Kiddowares ‘Parental Regulate – Young children Place’ app for Android is impacted by various vulnerabilities that could empower attackers to add arbitrary data files on guarded units, steal user qualifications, and enable little ones to bypass limitations devoid of the dad and mom noticing.

The Youngsters Position application is a parental regulate suite with 5 million downloads on Google Engage in, supplying monitoring and geolocation abilities, net accessibility and paying for limits, monitor time administration, dangerous articles blocking, remote unit obtain, and additional.

The vulnerable app on Google Play
The susceptible app on Google Perform (BleepingComputer)

Researchers at SEC Seek advice from have uncovered that the Young ones Area application variations 3.8.49 and more mature are vulnerable to five flaws that could impact the protection and privateness of its people.

The 5 safety issues are the pursuing:

  1. Consumer registration and login actions return the unsalted MD5 hash of the password, which can be intercepted and very easily decrypted. MD5 hashes are no longer regarded cryptographically protected, as they can be brute-pressured applying modern computers.
  2. The customizable name of the kid’s system can be manipulated to set off an XSS payload in the guardian world wide web dashboard. Youngsters or attackers can inject destructive scripts to execute on the parent’s dashboard, obtaining unauthorized entry. The problem has obtained the identifier CVE-2023-29079.
  3. All requests in the web dashboard are vulnerable to cross-site ask for forgery (CSRF) attacks. The assault necessitates awareness of the machine ID, which is obtainable from the browser historical past. The difficulty has obtained the identifier CVE-2023-29078.
  4. An attacker could exploit the app’s dashboard attribute, at first intended for parents to send information up to 10MB to their child’s unit, to add arbitrary data files to an AWS S3 bucket. This process generates a download URL which is then despatched to the kid’s machine. No antivirus scan requires spot on the uploaded information, so these can incorporate malware.
  5. The application user (youngster) can briefly clear away all utilization limitations to bypass parental controls.
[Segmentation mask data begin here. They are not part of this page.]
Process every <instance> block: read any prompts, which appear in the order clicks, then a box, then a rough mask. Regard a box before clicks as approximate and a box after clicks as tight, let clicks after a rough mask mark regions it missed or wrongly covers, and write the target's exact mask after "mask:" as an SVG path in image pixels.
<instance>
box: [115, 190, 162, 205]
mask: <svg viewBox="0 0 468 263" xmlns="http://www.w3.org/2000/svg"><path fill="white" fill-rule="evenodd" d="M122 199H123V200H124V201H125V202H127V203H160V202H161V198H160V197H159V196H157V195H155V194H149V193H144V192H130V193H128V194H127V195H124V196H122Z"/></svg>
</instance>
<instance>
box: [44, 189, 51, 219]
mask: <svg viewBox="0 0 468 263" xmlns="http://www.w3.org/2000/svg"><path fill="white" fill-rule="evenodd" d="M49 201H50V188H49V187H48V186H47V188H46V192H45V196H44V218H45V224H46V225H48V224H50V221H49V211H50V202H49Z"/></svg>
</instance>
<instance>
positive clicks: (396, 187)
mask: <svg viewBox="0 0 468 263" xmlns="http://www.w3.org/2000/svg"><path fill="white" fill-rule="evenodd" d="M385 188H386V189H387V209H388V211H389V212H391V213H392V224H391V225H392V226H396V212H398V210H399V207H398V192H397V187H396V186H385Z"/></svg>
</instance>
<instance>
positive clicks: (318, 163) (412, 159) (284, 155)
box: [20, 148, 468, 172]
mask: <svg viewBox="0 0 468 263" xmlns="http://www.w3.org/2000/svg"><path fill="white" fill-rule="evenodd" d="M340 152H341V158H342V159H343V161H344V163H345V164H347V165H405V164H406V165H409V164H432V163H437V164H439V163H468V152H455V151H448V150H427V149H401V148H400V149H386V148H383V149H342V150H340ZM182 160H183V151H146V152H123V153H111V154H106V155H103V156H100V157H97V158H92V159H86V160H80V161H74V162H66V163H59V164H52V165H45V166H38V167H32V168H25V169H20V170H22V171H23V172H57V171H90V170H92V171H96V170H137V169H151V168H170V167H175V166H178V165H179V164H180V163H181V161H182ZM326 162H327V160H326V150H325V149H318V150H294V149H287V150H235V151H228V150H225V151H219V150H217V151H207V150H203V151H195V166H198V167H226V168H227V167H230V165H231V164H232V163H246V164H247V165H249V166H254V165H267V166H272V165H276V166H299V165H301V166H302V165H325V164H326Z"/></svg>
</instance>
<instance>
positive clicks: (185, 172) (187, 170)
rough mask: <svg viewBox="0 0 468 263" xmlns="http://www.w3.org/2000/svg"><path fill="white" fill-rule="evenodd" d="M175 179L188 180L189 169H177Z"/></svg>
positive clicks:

Exploiting the flaw, tracked as CVE-2023-28153, does not generate a notification to the father or mother, so it goes unnoticed until a manual check is performed on the dashboard.
HTTP POST request to upload a malicious text file on AWS
HTTP Put up ask for to upload a malicious textual content file on Kiddoware’s server (SEC Consult with)

SEC Consult’s report includes evidence-of-strategy requests or phase-by-stage recommendations on exploiting the earlier mentioned problems, producing it quick for risk actors to exploit the vulnerabilities on more mature variations of the apps or for small children to bypass limits.

Thus, it is vital to update to a safe version of the app, which is 3.8.50 or later.

The analysts learned the flaws on November 23, 2022, even though tests Children Location 3.8.45 and claimed it to the vendor, Kiddoware.

The vendor eventually addressed all troubles with version 3.8.50, produced on February 14, 2023.

Application buyers can update to the most current variation by opening the Google Enjoy shop, tapping their account icon, picking ‘Manage applications & machine,’ and tapping on ‘Check for updates.’

Alternatively, lengthy-push the app’s icon and then select Application infoApplication informationUpdate.